County officials will hire an agriculture manager in a few months and plan to form programs that offer incentives to owners of agricultural land to sell and transfer development rights to preserve the county’s $1 billion agricultural industry. The sector employs up to 22,000 and uses more than 80,000 acres.
Katie Edwards, executive director of the Dade County Farm Bureau, said bureau officials are unsure how transfer of property development rights would affect the industry. Farmers may sell property rights to pay off debts, she said, but others might not want to rule out selling their land for other uses.
But bureau officials are excited about getting an experienced agricultural manager, she said, and hope the county increases funding so the manager can add a staff, research issues and attend meetings to protect the industry.
Farmers could use the contact in the county to help them comply with regulations, said Paul DiMare of tomato producer DiMare Co.
A county agricultural advocate could work with state and county officials, Ms. Edwards said, to reduce conflicting laws on topics such as water or pesticide use.
Rules and regulations have been conflicting, burdensome or outdated, said Subrata Basu, the county’s assistant director for planning, and the manager would help solve those issues.
"Two issues of water rise can destroy a crop," he said, adding that the manager would work with the Department of the Interior on flooding issues and be an advocate for the South Dade economy. "The thought was that we need to have someone, a constant face to present the South Dade interest at these negotiations."

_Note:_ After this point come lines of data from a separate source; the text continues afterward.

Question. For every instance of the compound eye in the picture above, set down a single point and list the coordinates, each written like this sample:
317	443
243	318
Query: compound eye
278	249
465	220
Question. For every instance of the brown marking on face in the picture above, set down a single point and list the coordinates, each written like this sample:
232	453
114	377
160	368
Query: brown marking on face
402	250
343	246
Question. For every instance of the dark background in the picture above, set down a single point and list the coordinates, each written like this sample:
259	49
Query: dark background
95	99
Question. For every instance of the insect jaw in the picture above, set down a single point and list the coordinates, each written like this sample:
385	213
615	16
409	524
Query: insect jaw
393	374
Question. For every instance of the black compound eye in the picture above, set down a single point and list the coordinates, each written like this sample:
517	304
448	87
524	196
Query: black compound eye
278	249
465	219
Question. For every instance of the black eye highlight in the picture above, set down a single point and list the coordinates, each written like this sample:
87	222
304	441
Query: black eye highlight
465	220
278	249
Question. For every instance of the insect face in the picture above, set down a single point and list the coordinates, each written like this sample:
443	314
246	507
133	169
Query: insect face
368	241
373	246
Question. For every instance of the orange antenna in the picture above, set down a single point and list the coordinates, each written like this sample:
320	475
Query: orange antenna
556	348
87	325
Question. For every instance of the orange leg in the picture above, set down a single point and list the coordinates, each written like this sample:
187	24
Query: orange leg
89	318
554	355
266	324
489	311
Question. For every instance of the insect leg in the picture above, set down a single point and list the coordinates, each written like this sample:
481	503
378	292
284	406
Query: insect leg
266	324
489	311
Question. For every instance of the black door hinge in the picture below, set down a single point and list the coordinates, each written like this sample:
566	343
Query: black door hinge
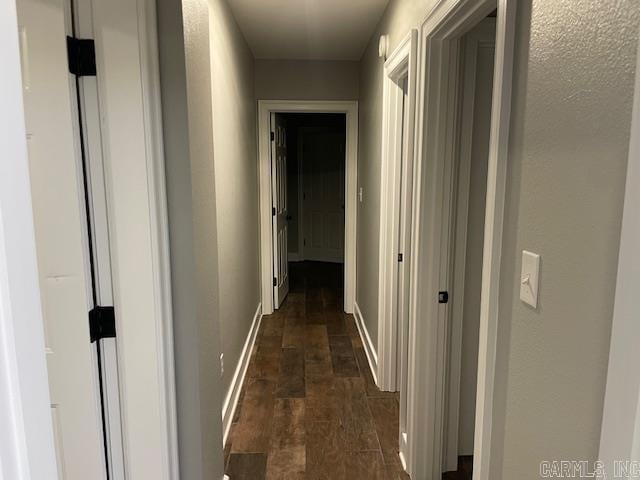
102	323
81	54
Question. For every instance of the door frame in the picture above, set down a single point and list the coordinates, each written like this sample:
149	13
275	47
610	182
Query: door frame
462	179
440	33
400	64
135	186
350	109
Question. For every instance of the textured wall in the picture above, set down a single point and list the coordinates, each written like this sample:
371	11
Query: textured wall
236	181
186	106
568	156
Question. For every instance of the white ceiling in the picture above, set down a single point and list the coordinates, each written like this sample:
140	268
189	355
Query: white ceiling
308	29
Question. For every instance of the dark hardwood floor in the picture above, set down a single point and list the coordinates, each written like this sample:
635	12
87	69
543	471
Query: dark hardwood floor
465	470
309	407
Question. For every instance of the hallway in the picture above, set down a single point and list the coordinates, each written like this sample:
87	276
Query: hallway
310	408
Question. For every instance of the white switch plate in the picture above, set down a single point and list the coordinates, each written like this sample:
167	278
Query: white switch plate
529	278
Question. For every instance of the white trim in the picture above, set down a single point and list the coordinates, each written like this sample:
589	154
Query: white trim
26	437
129	96
620	435
397	152
440	33
265	108
369	349
233	394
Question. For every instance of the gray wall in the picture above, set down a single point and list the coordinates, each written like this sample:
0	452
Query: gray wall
570	134
306	80
569	140
236	182
186	102
475	243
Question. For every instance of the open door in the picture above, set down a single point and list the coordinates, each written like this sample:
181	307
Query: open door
55	163
279	208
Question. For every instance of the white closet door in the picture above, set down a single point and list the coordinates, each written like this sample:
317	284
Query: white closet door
58	206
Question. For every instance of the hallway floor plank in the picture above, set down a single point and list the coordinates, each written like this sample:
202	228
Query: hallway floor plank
309	407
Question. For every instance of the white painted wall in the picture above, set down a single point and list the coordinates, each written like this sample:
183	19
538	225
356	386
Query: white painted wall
306	80
620	437
400	16
570	134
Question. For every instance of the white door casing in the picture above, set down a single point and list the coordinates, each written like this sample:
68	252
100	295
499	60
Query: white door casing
439	35
280	209
57	192
322	161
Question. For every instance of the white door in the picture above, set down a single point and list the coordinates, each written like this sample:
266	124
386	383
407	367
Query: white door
323	163
279	208
60	228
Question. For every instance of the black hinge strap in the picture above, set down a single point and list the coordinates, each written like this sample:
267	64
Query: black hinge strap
102	323
81	53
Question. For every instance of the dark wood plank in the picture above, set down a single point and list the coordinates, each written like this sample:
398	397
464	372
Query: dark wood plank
345	366
291	377
288	424
294	336
253	430
316	336
359	429
340	345
317	361
365	465
325	451
247	466
386	420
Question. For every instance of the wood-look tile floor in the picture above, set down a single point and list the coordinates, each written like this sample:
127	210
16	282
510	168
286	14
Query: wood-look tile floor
309	408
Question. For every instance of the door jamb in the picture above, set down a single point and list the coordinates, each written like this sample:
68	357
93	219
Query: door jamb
265	108
428	330
396	151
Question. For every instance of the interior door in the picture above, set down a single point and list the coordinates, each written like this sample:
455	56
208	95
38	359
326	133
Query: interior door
61	233
279	208
323	160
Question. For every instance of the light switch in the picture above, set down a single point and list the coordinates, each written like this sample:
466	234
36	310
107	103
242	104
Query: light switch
529	278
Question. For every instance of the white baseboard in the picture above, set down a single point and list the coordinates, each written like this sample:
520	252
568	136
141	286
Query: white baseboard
231	399
369	349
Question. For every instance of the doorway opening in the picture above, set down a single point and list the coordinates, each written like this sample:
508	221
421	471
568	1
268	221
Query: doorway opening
307	166
308	190
475	82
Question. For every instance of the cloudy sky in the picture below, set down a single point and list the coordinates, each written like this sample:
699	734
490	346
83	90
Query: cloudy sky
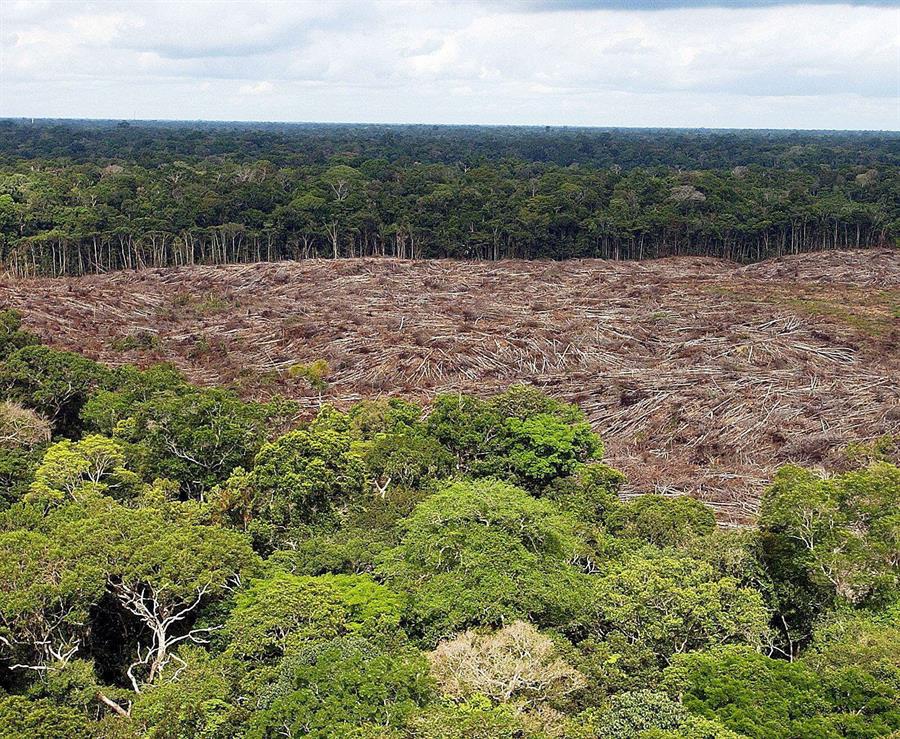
712	63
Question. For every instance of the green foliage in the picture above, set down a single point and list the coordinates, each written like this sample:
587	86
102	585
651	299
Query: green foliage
348	687
840	534
205	701
671	604
766	698
69	469
522	436
476	718
195	436
663	522
281	614
480	553
631	714
591	494
128	576
56	384
303	477
45	598
40	719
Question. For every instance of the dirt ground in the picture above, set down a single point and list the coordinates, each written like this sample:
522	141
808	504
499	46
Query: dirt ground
701	376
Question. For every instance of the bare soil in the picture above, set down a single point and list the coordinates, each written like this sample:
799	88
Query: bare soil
701	376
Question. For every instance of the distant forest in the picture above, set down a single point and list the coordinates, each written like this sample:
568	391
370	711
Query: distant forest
92	196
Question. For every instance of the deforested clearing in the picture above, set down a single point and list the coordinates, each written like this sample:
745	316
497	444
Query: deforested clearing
700	375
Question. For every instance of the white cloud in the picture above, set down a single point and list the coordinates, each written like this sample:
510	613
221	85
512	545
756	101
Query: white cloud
810	66
257	88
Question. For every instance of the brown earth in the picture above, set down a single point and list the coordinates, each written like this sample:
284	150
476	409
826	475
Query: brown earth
701	376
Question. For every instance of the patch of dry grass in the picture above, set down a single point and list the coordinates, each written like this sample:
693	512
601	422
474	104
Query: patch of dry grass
701	376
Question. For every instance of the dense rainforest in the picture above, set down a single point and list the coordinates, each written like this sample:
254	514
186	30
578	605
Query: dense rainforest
81	197
178	562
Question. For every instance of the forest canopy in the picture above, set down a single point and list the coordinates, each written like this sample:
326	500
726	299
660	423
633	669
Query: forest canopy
82	197
176	561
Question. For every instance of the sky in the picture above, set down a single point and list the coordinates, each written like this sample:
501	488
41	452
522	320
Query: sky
690	63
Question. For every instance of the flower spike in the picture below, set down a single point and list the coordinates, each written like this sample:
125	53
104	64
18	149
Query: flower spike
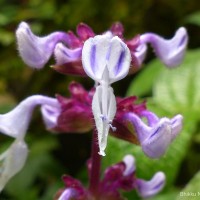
36	51
171	52
106	59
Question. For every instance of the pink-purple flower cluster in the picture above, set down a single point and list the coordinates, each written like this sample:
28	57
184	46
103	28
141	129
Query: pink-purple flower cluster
105	58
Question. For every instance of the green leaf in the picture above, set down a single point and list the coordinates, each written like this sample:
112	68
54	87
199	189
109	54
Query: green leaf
177	90
193	18
174	91
192	190
142	84
147	167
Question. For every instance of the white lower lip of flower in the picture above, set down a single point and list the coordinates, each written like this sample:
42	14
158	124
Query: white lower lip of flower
104	109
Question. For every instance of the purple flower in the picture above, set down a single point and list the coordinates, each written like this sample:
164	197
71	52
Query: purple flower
117	178
171	52
155	137
15	124
67	47
75	115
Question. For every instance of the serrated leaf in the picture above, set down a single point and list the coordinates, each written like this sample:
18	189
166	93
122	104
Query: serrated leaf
146	167
177	90
193	18
143	82
192	190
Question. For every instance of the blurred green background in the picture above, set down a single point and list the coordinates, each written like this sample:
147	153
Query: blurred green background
52	155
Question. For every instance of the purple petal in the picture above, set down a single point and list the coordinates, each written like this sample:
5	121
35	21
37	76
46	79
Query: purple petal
142	130
156	138
152	187
68	194
151	117
15	123
50	115
84	31
36	51
129	161
171	52
117	29
64	55
140	54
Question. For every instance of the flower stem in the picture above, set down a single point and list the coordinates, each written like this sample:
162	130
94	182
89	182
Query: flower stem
95	165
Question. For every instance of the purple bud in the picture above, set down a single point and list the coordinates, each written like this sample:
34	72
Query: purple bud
36	51
65	55
171	52
158	135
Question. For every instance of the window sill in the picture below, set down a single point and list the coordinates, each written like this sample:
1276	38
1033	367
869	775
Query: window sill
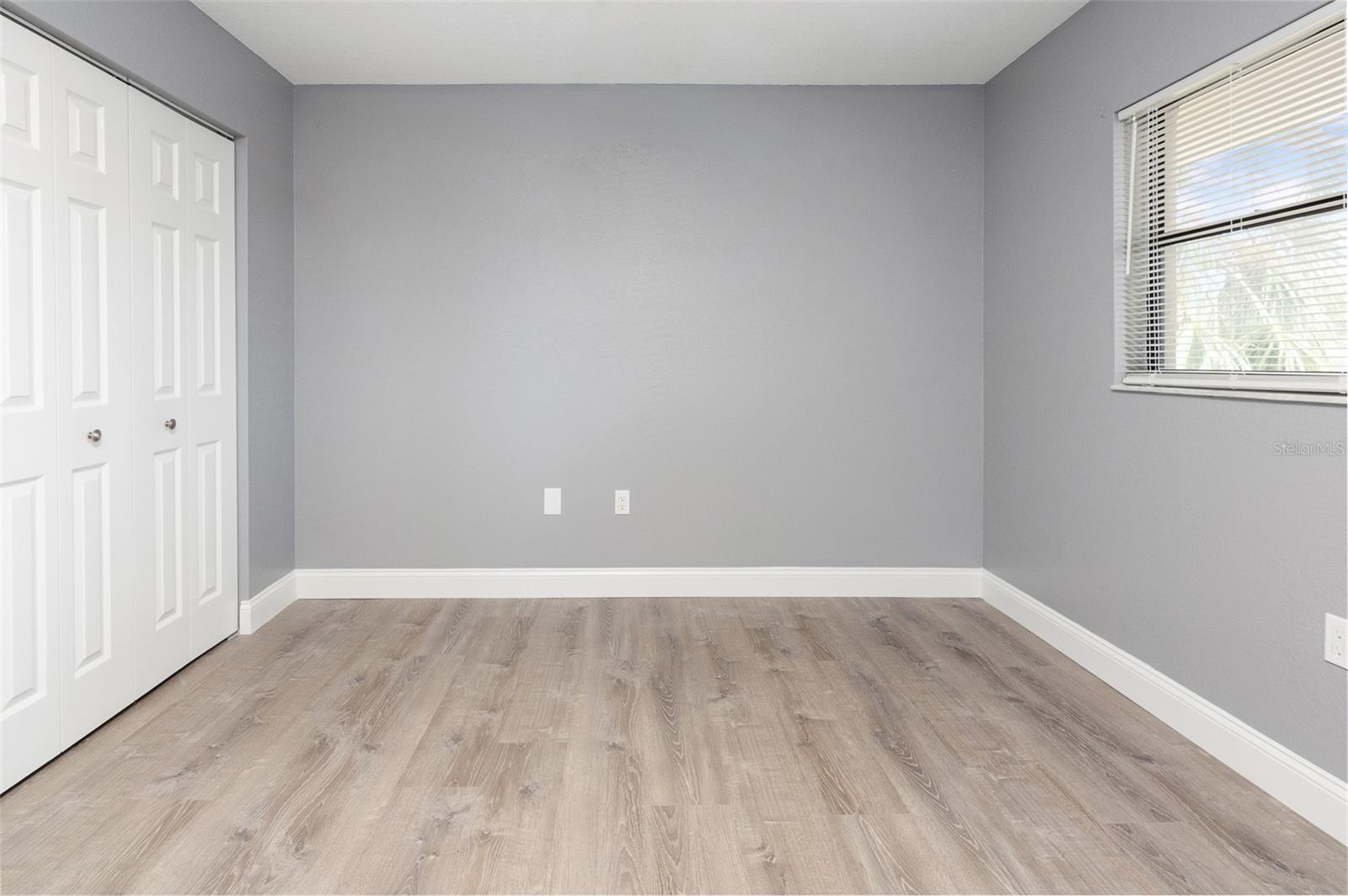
1250	395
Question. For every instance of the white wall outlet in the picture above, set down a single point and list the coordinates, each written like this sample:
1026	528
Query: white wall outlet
552	502
1336	640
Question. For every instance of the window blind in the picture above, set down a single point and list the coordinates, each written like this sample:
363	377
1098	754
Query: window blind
1235	258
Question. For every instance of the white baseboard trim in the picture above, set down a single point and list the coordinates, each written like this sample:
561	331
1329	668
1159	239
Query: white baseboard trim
1303	786
752	581
266	604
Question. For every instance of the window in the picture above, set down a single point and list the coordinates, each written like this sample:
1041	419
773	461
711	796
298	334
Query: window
1233	227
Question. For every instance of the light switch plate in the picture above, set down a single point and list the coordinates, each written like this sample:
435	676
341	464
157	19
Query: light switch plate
1336	640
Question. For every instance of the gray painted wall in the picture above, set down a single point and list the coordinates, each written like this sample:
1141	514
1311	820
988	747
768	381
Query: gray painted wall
1166	525
757	307
188	57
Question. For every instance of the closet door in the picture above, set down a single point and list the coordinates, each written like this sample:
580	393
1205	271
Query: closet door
163	361
211	406
29	430
94	394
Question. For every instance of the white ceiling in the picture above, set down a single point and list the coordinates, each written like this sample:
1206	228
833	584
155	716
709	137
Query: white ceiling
630	42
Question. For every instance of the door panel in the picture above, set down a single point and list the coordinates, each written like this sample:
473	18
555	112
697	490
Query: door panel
162	320
212	391
168	538
118	448
30	714
94	388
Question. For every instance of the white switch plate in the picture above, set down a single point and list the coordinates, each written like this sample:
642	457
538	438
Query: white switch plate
1336	640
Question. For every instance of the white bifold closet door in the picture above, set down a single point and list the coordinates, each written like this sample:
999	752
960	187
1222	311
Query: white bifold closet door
184	406
118	504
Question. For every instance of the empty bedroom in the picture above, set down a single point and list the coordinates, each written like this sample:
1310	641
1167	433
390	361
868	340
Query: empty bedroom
677	446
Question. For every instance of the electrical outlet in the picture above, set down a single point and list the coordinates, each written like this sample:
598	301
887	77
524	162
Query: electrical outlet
1336	640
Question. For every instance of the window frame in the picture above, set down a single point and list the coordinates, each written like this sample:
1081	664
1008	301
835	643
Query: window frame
1158	377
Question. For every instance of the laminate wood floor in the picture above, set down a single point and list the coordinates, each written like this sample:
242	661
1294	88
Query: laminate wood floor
646	745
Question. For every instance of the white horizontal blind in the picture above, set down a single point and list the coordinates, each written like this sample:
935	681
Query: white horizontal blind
1235	269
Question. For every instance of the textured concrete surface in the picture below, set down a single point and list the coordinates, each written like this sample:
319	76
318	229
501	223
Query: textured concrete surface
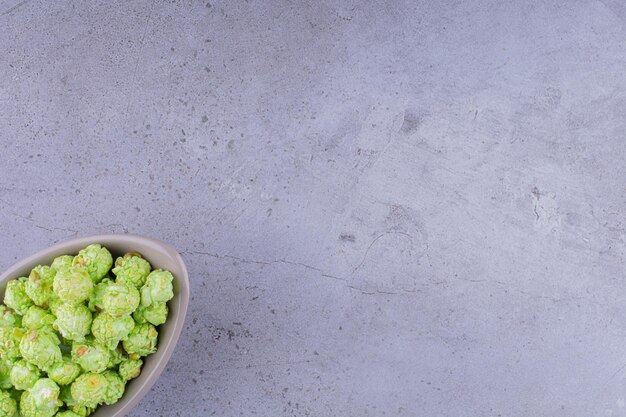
411	209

"I’d say the position is long overdue," Mr. DiMare said, adding that agriculture has been a mainstay of the county for 50 years. "I feel like they woke up and found out about a $7 billion state industry. Where have they been?"
County lawmakers have ignored South Dade farmers for decades, Mr. DiMare said, because farmers are independent, live far south of downtown Miami and are not considered a large industry group.
But the industry is the second-largest in the state, he said, and an agricultural manager is needed to represent county farmers in infrastructure and transportation issues.
A county representative would help maintain the agricultural industry as an economic engine, said Stephen Gran, Hillsborough County’s agricultural development manager, by helping farmers market, find cash crops and eliminate problems dealing with county officials.
"I provide farmers with a single point and contact that can answer any of the questions they might have dealing with government or county regulations," he said. "I try to decrease their frustration."
"The idea is that we will have someone with some authority and responsibility to get departments together and resolve issues," Mr. Basu said. "Obviously, you can’t expect one person to do too much. At some point, we’ll have to figure out what their priorities are, but it’s a good start. "
The hiring of a manager will be part of a plan to preserve the community, Mr. Basu said.
County officials are working on an ordinance that would allow a private property owner to be compensated for transferring development rights.
And the county is looking at purchasing development rights from agricultural land owners using funds set aside to extinguish non-agricultural uses of land.
Property owners would continue to live and work on the land, Mr. Basu said, but negotiate with the county how they plan to use the land.
The concepts are county efforts to prevent urban sprawl into farmland and the Everglades, she said. The county can’t force growers to give up rights, she said. She said the bureau has not taken a stand on the issue because it includes economic incentives that may benefit some farmers.
"Ultimately, the decision has to be left to the individual grower," she said, adding that the concept has been successful in Oregon and Pennsylvania but has not been applied to Miami-Dade County.
Farmers will explore every possibility before deciding whether to sell their land, she said, but they have to consider that their plans might change.
Families have manned South Dade farms for decades, Mr. DiMare said, and have built up debts through crop freezes and insect problems. An opportunity to sell land to a developer for millions after a lifetime of farming, he said, is a right many farmers are not going to sell.
"As farmers, we’d like to make a good living at our business," he said. "But that’s getting tougher. And development is going to happen. Eventually, like most parts of the US, farmers are going to sell land and get out."